I remember well the impact that the first verse of one of these poems, Triumph, had on me. It began with these four lines: "The world hears Wall Street wailing,/It's slipping down the charts,/That sound of snapping concrete/Is tycoons' breaking hearts."
I recall my amazement at the power of words from one so young and her consciousness, command of rhyme, alliteration and rhythm.
So reviewing the same poet's collection Reaching For My Gnu some years later is like a strange rendezvous of language, wit and the imagination.
All these three are here in huge abundance, originality and insight in Chen's "nowtimes" poems.
She fully integrates the movingly personal, the vibrantly social and the diabolically political.
Her extraordinary testimony Ode To A Detox On Returning From St Ives is a piercing series of moments of understanding about ageing, Bag For Life exposes the fortunes and mildew behind the history of Tesco and its owners, while Credit Crunch Suicide starkly contrasts those who have millions and those who have nothing in 21st-century Britain.

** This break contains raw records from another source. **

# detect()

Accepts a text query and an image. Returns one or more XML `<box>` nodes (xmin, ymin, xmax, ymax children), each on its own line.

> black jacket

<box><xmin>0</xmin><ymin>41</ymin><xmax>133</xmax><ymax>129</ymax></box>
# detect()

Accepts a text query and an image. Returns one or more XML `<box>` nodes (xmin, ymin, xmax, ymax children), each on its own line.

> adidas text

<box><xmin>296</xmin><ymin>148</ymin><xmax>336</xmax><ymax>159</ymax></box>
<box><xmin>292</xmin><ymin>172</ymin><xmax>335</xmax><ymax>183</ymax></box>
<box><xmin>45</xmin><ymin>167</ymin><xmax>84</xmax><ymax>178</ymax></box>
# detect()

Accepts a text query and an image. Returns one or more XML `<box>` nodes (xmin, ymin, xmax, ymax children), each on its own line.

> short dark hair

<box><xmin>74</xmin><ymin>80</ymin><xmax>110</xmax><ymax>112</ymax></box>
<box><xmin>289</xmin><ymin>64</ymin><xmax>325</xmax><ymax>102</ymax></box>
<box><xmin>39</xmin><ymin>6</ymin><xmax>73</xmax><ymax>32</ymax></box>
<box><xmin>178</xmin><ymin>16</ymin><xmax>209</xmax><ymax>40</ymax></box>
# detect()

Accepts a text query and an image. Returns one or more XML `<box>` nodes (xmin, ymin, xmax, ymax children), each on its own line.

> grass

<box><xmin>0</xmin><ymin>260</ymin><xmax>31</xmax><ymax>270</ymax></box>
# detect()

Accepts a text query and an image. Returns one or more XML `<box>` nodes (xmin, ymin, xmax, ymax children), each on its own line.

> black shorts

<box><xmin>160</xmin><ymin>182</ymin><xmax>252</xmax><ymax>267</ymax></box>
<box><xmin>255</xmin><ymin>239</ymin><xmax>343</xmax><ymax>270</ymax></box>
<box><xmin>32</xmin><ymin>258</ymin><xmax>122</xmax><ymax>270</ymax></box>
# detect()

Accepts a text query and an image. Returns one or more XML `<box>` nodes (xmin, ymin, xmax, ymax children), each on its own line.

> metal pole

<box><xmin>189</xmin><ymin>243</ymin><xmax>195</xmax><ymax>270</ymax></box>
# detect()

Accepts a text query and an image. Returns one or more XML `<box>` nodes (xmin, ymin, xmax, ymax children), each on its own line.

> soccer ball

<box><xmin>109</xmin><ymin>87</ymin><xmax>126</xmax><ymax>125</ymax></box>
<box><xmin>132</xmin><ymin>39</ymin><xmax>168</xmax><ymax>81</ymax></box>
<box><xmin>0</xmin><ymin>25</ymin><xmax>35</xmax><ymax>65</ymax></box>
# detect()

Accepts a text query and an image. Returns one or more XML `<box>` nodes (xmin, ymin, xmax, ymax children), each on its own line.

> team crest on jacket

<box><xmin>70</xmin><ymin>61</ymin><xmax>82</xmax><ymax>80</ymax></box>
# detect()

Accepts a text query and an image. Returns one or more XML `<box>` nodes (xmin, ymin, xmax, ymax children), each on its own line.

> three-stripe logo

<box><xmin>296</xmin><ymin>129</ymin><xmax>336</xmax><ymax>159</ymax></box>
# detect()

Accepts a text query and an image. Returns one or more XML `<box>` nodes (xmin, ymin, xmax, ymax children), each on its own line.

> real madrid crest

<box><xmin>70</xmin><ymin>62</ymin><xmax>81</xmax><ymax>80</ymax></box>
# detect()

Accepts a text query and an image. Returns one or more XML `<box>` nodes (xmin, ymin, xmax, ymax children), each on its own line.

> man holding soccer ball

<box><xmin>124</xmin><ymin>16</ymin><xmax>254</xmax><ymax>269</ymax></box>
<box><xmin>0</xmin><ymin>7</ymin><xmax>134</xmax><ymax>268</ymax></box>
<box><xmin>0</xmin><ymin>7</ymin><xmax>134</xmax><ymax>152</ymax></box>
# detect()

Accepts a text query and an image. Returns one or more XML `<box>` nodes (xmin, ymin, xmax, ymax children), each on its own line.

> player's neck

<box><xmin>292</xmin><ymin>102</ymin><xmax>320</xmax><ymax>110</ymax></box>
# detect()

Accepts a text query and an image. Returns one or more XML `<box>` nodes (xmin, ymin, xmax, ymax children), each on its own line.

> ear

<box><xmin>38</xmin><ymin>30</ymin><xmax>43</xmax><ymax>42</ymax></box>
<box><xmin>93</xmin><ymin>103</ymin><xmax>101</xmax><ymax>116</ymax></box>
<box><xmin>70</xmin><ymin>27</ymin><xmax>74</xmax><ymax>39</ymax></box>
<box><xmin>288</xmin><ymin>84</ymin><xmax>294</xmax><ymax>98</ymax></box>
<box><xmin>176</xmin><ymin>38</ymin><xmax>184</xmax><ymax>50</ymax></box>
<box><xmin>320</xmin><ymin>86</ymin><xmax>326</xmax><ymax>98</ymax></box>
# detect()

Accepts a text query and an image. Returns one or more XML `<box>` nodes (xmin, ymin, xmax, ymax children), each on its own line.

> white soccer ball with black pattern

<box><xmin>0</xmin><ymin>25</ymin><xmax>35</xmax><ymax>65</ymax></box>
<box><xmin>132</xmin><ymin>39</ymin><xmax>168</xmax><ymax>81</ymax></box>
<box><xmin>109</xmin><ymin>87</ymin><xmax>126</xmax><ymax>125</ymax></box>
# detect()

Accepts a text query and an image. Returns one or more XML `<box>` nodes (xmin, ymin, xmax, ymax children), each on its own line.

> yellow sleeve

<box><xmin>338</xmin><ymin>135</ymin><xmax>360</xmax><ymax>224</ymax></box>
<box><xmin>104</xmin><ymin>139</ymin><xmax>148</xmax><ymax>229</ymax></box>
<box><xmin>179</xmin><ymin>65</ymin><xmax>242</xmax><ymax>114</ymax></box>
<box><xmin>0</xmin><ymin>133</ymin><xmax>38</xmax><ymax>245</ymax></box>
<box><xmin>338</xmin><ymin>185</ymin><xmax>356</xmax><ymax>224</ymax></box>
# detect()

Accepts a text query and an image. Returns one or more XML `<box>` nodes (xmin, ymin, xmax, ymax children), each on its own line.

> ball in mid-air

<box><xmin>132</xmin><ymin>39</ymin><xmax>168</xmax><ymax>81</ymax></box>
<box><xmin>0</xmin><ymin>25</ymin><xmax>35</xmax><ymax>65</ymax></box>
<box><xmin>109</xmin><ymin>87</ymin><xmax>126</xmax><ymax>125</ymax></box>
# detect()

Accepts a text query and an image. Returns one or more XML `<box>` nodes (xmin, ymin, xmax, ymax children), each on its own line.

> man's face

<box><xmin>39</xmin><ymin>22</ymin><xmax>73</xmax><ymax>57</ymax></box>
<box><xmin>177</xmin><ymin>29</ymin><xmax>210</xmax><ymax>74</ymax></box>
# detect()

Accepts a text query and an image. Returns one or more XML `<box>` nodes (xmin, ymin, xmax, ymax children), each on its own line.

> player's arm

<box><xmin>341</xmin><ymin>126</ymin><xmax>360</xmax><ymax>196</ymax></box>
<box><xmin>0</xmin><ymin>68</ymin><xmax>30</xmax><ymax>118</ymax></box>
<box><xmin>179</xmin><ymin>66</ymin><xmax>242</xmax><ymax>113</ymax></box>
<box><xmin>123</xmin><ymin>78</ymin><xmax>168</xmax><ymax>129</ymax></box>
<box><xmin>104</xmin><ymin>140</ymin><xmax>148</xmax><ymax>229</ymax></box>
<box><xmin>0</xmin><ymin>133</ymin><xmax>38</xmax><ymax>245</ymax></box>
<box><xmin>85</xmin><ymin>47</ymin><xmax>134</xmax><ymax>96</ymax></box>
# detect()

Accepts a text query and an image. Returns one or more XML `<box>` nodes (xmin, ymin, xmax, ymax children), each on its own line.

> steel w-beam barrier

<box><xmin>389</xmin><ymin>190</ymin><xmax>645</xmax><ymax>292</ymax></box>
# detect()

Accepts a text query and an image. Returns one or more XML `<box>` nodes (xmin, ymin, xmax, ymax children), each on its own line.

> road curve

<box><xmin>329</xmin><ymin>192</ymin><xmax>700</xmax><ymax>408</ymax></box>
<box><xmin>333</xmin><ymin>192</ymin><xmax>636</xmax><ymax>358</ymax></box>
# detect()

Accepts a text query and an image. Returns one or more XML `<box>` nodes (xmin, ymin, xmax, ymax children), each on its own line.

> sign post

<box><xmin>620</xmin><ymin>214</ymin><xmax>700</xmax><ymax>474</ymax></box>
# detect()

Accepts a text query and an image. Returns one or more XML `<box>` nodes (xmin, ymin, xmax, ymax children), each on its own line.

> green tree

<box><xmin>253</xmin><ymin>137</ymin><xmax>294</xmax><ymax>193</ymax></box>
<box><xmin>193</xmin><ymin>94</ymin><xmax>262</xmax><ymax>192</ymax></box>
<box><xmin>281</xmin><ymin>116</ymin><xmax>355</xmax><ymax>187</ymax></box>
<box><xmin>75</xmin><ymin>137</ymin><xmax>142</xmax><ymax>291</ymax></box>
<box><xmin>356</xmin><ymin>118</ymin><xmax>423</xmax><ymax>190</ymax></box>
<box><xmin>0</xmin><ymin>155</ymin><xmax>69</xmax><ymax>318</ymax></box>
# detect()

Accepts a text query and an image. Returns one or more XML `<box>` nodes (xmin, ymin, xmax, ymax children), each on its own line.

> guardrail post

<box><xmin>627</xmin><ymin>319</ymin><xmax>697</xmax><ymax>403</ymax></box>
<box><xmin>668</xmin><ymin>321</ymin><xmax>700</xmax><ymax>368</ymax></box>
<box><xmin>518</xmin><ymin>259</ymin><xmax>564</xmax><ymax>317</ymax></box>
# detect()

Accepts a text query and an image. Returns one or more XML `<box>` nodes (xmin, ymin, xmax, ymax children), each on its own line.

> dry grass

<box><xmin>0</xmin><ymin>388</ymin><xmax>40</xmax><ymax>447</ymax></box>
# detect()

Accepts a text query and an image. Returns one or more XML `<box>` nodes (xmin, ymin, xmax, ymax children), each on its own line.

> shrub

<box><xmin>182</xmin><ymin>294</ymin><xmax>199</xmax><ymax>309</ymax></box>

Her rhyming is frequently quasi-Byronic, full of surprise and acerbic invention and her images, in their oft-times grotesquerie - as in poems like Orange Tone - carry a similar visual revulsion as those brilliantly caricatured by the Morning Star's cartoonist Martin Rowson.
But the most compelling poem in this collection is Big Society: On A Conversation In The Foundling Museum. "We grow poorer and yet/we birth millionaires like stars in a nebula," she declares and her final message shines out for us all: "You who are going under, heal/Take back from those who steal./Rise to the light of the sun."
Burning words, full of life and truth.